The same can be said about my Maimane who does not understand the difference between truth and Realpolitic. Realpolitic dictates that if you expose the persons in power, you are putting yourself and the lives of your family and informants at risk.


In South Africa the whistleblower, Babita Deokaran was assassinated on 23 August 2021 while she was returning home from dropping her daughter off at school.


Deokaran was the Acting Chief Financial Officer at the Gauteng Provincial Department of Health and she apparently blew the whistle on a corrupt Covid 19 PPE procurement scandal to the value of $20 million.


Deokaran was a key witness in the investigation to expose a syndicate set up to benefit from State corruption, and she had been on special leave for more than a year prior to her death whilst the investigation was underway.


Following her death, President Ramaphosa stated that more State Protection should be afforded to whistleblowers in the fight against corruption, but it is obvious that very little has been done in this regard.



In 2022, the Daily Maverick published an article on her death stating that: “the impunity culture has split to the extent where murder is the resolution to preventing the exposure of corruption in South Africa in all Sectors. Being a whistleblower has become lethal. The injustice of the assassinations of whistleblowers fuels the sculpture because the political system does not allow for accountability for the gruesome murders. It is a resolution to permanently shut down the witness to the corruption”.

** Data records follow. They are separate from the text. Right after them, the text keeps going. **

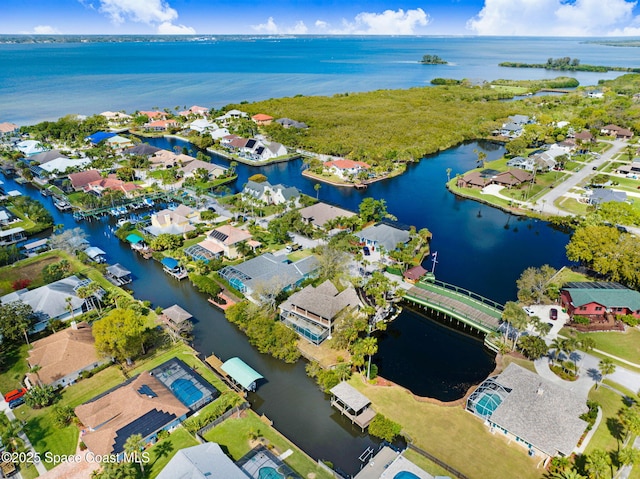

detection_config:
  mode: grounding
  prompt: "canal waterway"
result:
[5,138,568,473]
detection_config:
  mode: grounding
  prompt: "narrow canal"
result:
[0,139,568,473]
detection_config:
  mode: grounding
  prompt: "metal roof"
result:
[221,358,264,389]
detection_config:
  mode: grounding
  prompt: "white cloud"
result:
[467,0,638,36]
[325,8,430,35]
[158,22,196,35]
[85,0,195,34]
[31,25,60,35]
[251,17,309,35]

More recently, the Specialist Accountant and Liquidator, the 57 year old Cloete Murray, who was working on the financial accounts of a Company that was heavily implicated in allegedly bribing Government Ministers and others to win huge State contracts, was killed along with his son by an unknown gunman while travelling on one of South Africa's main highways.


Murray was shot in the head while driving with his son in an SUV on the N1 Highway just outside of Johannesburg in March. No one has been arrested in the killings, which Police said had the murder had the hallmarks of a professional hit.


The South African Anti-Corruption Organisation, Corruption Watch, said the killings of the Murrays, was further evidence that the Country faced “a crisis in terms of the rule of law”.


In the last week of April 2023, André de Ruyter, virtually appeared at the Parliamentary hearing, from an undisclosed location because of fear for his safety and said on Wednesday that during the hearing, that unnamed sources who provided him with information feared for their lives. De Ruyter also claimed he survived an attempt on his life when his coffee was laced with cyanide.


Although Mr Maimane may have acted out of real concern for South Africa and his people in criticising de Ruyter, it is clear that his criticism did not make provision for the reality of Politics and the powers that be in South Africa and it would be naive for Mr Maimane to think that Mr de Ruyter will sacrifice the life of his family and himself just for the sake of bringing the truth out in a mafia state which cannot and will not guarantee his safety.